Starting pastel paintings with a thin, wet, loose underpainting is something many artists enjoy. Depending on the medium used and the surface it applied to, it can have a variety of appearances.
Personally I have utilized some form of underpainting from the earliest years of my painting adventure. Thin watercolor and oil washes have becoming two of my favorites. Two things need to be analyzed when choosing your means of underpainting: how the medium will respond to the surface: and how it will interact with the pastel. Do a little research and experimentation on your own before committing major efforts to a procedure that may prove to be non-archival.
What lead me to experiment with very thin washes of oil paint was the introduction of acrylic-based sizing and binders in the manufacture of pastel surfaces. These allow for no migration of upper layers to the substrate surface below: in essence, isolating it from any harmful chemical interaction. Papers such as Wallis sanded paper even state that they accept oil paint. I don’t advocate thick applications of oil. Besides taking a major amount of time to dry, it would introduce a considerable amount of oil (commonly linseed oil) that could negatively interact with the pastel. My working procedure is to thin the oil colors to the consistency of weak tea using a highly refined mineral spirit like Gamsol by Gamblin, or Turpenoid by Weber. I apply these very thin washes with a brush, allowing them to run and interact to produce an interesting underpainting (see the example above). This is merely a stain and I can’t stress enough how thin it must be!

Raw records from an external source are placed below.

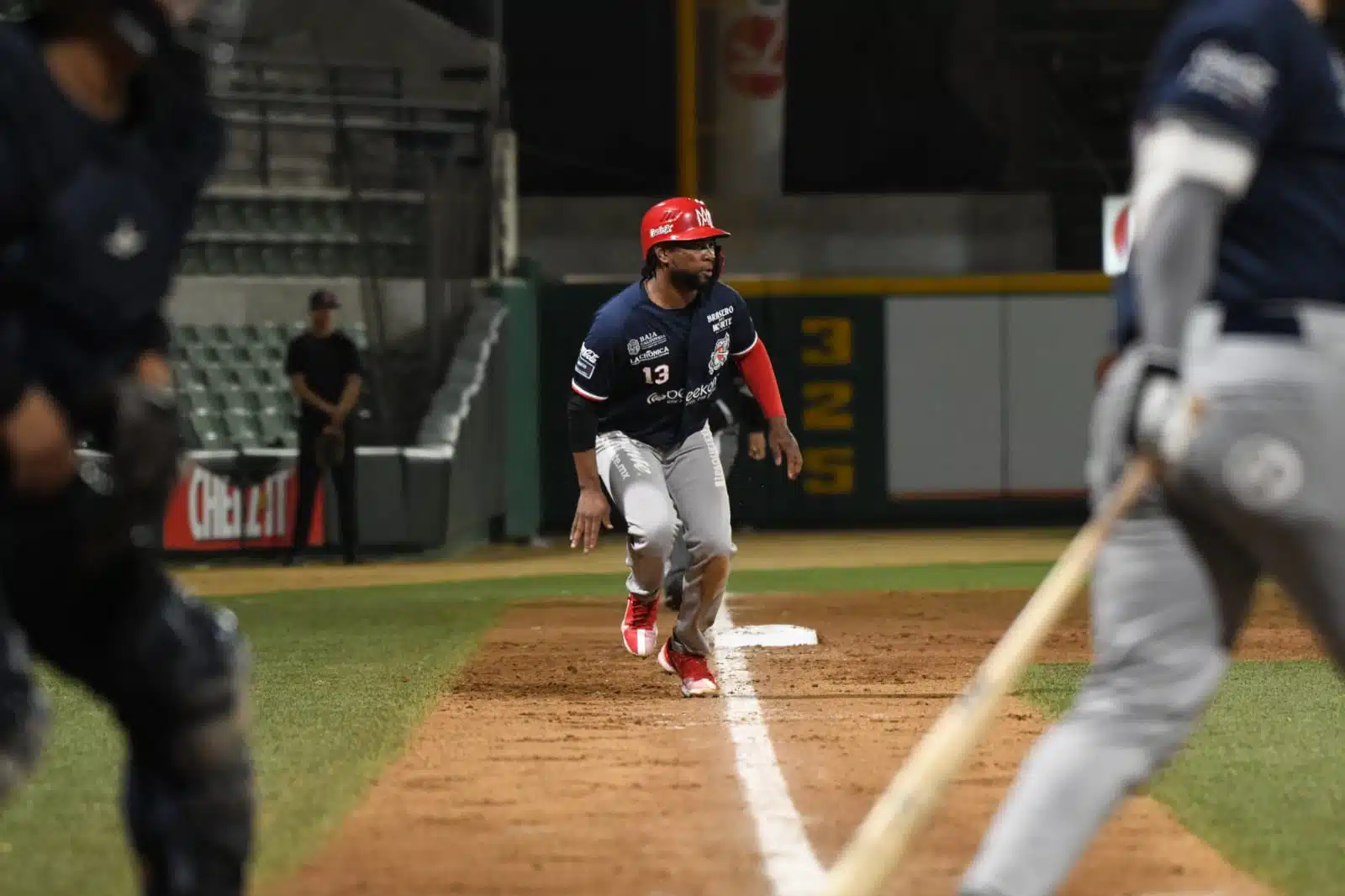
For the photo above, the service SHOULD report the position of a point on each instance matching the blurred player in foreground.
(1237, 382)
(643, 385)
(107, 140)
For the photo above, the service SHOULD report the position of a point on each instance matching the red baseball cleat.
(641, 629)
(694, 672)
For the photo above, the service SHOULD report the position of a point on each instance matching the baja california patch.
(721, 353)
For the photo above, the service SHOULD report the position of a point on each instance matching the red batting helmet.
(677, 221)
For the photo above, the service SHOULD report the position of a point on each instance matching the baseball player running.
(732, 408)
(107, 140)
(643, 387)
(1237, 383)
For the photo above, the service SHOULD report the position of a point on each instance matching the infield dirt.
(562, 764)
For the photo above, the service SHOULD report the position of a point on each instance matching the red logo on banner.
(753, 55)
(208, 513)
(1121, 232)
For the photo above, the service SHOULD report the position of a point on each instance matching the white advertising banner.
(750, 98)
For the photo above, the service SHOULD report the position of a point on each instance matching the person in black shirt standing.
(324, 372)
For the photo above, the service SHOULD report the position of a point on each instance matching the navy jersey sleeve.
(1230, 71)
(743, 331)
(593, 367)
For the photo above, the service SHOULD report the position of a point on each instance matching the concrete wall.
(376, 31)
(807, 235)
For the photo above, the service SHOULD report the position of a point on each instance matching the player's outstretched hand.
(757, 445)
(591, 517)
(784, 447)
(38, 439)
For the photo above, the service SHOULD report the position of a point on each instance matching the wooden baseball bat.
(885, 835)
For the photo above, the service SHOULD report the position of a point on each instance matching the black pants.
(76, 591)
(311, 477)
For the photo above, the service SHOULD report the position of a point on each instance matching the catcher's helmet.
(677, 221)
(208, 27)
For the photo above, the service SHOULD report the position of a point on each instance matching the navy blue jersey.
(1127, 315)
(1266, 71)
(93, 217)
(651, 370)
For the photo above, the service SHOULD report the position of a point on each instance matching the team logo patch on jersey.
(1263, 472)
(1237, 80)
(721, 353)
(584, 366)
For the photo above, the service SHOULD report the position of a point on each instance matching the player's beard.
(686, 280)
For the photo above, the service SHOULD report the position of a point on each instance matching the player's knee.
(1156, 703)
(656, 535)
(715, 546)
(24, 724)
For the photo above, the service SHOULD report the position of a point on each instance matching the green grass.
(1262, 779)
(343, 677)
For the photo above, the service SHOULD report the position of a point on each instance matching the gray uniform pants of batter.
(679, 560)
(1262, 492)
(670, 495)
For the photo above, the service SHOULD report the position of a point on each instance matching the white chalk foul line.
(789, 858)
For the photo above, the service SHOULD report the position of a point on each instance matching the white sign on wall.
(1116, 235)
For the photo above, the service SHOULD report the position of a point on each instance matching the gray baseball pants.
(679, 494)
(679, 560)
(1261, 492)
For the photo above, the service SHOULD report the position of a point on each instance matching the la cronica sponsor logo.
(650, 356)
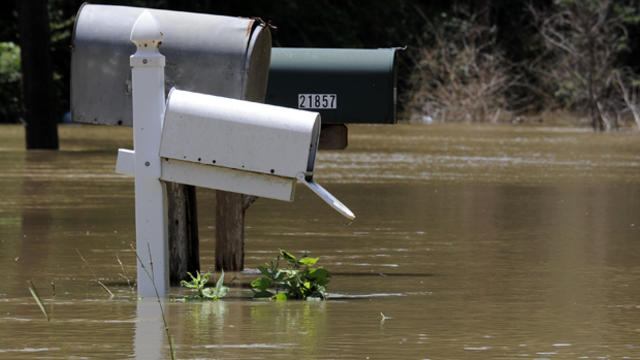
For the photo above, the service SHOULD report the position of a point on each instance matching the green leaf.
(262, 294)
(309, 261)
(288, 257)
(318, 274)
(209, 293)
(264, 271)
(280, 297)
(262, 283)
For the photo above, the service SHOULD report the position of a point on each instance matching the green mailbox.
(343, 85)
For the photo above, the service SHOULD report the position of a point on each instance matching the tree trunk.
(37, 75)
(230, 209)
(184, 253)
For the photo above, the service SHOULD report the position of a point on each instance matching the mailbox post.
(147, 83)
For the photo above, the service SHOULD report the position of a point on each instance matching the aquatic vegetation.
(155, 288)
(301, 279)
(199, 282)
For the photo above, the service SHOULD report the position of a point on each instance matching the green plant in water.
(301, 279)
(199, 282)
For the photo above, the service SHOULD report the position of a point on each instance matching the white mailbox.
(238, 146)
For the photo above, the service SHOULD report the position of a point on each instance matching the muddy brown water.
(475, 242)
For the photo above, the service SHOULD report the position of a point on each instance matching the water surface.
(474, 242)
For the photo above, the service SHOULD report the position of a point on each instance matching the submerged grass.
(38, 299)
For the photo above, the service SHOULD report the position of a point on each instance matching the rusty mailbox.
(220, 55)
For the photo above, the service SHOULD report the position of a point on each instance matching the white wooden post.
(147, 82)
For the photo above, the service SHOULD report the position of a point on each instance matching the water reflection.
(149, 340)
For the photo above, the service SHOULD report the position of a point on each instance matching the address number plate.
(317, 101)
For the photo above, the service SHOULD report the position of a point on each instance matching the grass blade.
(34, 293)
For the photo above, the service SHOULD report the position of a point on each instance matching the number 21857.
(317, 101)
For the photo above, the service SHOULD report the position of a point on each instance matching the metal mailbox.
(343, 85)
(221, 55)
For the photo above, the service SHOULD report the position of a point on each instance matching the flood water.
(475, 242)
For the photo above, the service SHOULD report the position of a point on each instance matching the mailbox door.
(225, 56)
(343, 85)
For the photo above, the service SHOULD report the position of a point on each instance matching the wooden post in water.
(230, 213)
(41, 128)
(147, 84)
(184, 255)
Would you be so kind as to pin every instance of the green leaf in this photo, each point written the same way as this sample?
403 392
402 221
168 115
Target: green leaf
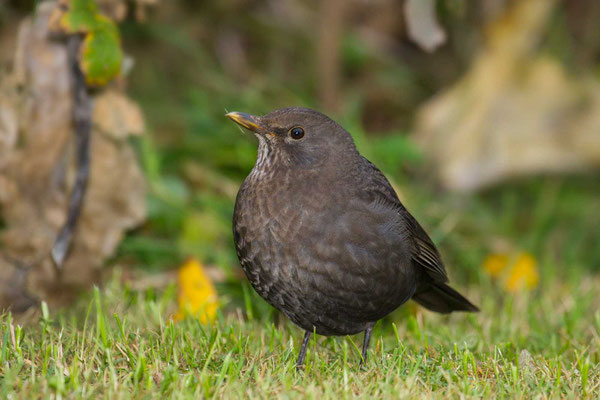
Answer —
81 17
101 55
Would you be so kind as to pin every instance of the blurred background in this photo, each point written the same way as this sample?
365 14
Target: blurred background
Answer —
485 115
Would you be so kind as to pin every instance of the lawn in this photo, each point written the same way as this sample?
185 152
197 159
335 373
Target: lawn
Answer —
120 342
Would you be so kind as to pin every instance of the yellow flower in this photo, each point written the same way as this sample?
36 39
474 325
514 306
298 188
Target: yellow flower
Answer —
515 272
197 294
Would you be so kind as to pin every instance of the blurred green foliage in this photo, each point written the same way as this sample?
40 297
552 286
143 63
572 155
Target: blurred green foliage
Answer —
196 159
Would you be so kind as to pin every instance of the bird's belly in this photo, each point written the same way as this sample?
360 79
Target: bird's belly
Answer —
320 294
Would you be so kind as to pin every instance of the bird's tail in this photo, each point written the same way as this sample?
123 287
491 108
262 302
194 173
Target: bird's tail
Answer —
441 298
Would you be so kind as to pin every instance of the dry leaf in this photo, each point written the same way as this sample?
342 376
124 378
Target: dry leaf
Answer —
37 169
197 294
422 25
515 112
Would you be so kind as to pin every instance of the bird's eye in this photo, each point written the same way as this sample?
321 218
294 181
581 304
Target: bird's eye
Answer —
297 133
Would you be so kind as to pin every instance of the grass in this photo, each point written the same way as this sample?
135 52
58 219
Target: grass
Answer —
121 343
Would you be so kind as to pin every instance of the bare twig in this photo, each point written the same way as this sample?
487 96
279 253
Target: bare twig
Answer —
82 121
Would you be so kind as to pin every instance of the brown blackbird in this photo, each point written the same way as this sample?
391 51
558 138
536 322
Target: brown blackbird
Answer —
322 236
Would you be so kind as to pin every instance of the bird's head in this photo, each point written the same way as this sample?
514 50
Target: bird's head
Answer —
296 136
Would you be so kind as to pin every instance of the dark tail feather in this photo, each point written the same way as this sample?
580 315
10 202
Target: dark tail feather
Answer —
442 298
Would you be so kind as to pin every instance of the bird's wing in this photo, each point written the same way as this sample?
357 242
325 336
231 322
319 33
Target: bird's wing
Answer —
424 252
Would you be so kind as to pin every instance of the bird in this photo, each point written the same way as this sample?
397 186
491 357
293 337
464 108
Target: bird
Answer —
322 236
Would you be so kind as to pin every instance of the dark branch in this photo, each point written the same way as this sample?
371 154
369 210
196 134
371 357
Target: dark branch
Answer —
82 121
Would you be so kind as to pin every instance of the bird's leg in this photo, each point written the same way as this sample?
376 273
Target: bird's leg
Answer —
366 341
302 354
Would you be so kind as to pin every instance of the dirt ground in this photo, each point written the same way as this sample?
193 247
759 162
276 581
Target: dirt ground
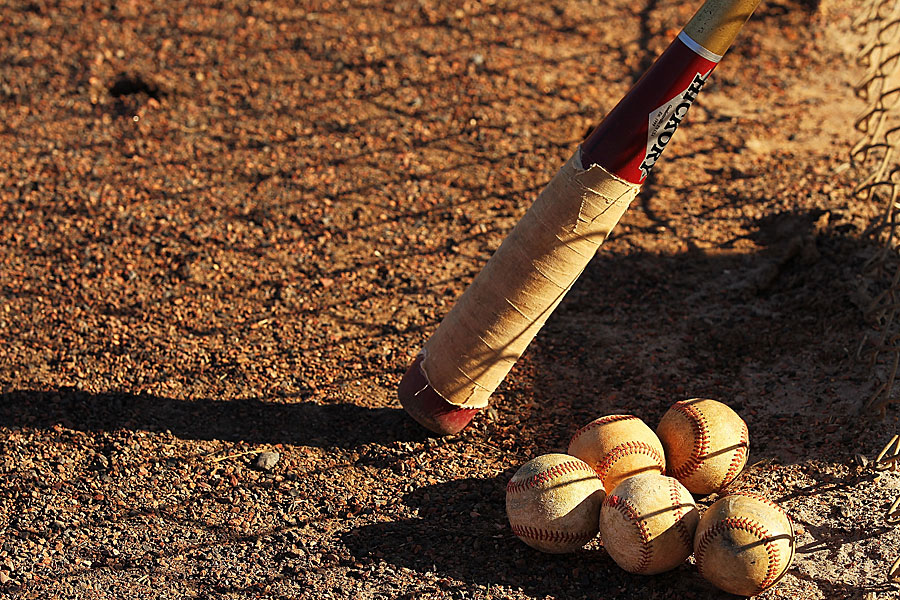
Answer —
227 227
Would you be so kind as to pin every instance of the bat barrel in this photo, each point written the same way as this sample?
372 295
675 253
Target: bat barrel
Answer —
496 318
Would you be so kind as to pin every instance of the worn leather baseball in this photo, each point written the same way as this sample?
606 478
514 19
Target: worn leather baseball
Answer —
744 544
706 444
553 503
618 446
647 523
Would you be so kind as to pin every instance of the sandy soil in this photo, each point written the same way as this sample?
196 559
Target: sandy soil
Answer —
227 227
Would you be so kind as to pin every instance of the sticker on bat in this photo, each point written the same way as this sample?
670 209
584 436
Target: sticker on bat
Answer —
665 120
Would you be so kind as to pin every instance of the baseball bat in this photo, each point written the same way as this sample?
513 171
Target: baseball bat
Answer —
504 307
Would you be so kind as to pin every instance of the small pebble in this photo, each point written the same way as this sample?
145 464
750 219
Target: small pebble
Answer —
267 460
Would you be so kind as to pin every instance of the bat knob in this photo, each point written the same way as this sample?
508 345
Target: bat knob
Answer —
427 407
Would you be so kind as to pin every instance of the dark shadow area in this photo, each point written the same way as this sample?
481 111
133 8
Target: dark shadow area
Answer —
465 518
248 420
766 331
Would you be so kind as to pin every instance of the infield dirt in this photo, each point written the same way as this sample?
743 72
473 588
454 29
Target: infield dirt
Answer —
227 228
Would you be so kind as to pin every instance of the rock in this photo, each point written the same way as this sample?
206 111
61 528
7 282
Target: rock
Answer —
267 460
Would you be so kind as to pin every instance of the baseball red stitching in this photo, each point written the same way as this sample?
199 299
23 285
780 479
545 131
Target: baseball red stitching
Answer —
545 535
598 422
749 526
624 449
740 455
629 511
701 440
570 466
675 496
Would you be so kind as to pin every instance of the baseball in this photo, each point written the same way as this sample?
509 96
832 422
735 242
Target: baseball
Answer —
647 523
706 444
618 446
553 503
744 544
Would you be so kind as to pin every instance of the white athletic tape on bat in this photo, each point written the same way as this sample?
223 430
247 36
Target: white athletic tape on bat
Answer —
496 318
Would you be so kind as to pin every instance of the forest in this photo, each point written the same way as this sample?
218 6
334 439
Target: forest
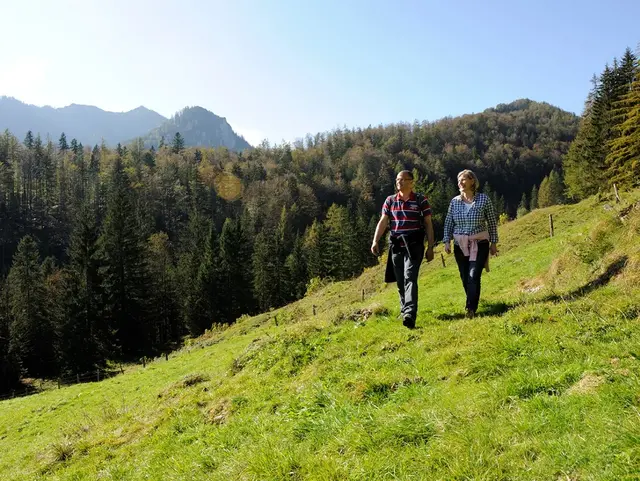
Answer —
109 254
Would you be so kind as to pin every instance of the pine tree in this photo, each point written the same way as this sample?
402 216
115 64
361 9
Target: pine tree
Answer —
84 338
166 325
28 140
296 267
123 268
266 286
178 143
551 190
236 271
9 366
533 203
209 298
341 243
62 143
314 249
522 207
623 160
193 246
32 339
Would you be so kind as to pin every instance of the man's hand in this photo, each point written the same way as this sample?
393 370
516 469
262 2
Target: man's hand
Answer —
429 253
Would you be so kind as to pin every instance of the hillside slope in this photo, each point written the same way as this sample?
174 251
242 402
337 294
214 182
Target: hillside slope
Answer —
199 128
86 123
543 384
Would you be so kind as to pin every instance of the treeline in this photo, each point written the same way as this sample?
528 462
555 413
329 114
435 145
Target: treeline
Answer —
110 254
606 150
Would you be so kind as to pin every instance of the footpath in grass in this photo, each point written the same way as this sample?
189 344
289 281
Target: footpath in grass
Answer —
543 384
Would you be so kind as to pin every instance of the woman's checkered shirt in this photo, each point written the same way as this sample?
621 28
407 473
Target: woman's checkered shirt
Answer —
481 216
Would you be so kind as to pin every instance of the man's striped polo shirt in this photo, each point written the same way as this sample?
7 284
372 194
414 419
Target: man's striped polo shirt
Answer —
405 215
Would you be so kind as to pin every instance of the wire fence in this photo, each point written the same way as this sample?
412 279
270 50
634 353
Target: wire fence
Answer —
43 385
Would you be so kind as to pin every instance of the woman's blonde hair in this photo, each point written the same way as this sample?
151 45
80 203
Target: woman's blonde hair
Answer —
469 174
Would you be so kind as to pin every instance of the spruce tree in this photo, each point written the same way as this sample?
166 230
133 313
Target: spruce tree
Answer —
551 190
123 268
178 143
296 269
266 285
62 143
166 325
533 203
522 207
9 366
314 249
32 335
341 243
236 271
208 294
84 338
623 160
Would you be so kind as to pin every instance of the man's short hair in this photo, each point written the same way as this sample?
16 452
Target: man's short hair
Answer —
408 172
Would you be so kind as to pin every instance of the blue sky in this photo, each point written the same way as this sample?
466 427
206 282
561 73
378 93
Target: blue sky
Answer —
278 70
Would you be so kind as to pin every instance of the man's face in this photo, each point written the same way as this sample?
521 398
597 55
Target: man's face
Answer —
465 183
404 182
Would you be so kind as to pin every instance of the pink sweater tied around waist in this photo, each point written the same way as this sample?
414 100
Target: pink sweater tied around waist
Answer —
469 245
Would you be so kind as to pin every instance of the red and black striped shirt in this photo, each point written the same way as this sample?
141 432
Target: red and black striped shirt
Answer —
405 215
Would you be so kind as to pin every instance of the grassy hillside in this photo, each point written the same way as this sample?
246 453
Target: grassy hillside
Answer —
543 384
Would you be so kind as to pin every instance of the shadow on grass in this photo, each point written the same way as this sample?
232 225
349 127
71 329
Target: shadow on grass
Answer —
612 270
499 308
486 309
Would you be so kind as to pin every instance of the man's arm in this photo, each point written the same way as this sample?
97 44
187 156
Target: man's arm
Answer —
383 223
430 237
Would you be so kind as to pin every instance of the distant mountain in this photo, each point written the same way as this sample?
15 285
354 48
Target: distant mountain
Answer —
198 127
85 123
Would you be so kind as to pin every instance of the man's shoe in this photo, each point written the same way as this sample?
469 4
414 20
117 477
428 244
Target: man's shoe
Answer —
408 322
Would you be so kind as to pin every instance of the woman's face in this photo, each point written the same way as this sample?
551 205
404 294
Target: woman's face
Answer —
465 183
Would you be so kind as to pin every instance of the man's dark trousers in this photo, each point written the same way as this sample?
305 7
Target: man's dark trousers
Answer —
406 270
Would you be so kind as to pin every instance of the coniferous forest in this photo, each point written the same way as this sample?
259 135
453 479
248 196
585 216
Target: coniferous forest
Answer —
110 254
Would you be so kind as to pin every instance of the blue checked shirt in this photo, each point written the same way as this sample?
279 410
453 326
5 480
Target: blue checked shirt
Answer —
481 217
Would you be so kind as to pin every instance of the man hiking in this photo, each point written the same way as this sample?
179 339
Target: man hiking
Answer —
410 217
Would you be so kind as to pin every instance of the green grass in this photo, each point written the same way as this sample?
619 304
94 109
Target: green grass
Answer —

After the mineral spirits evaporate, which happens very quickly, pastel can then be applied. You may ask: why oil? Why not just use pastel spread with mineral spirits? The reason is ease of application. I can better control the placement of color and bleeding of the colors with tiny amounts of oil paint mixed and made wet on a separate palette. Pastel made wet on the painting surface is much more unruly. It’s nearly impossible to tell the two apart, much like a watercolor underpainting compared to wet pastel. Since many pastel artists work in other wet media, they are often more comfortable getting a painterly underpainting by applying the initial color with a brush, but it really is just a matter of personal choice.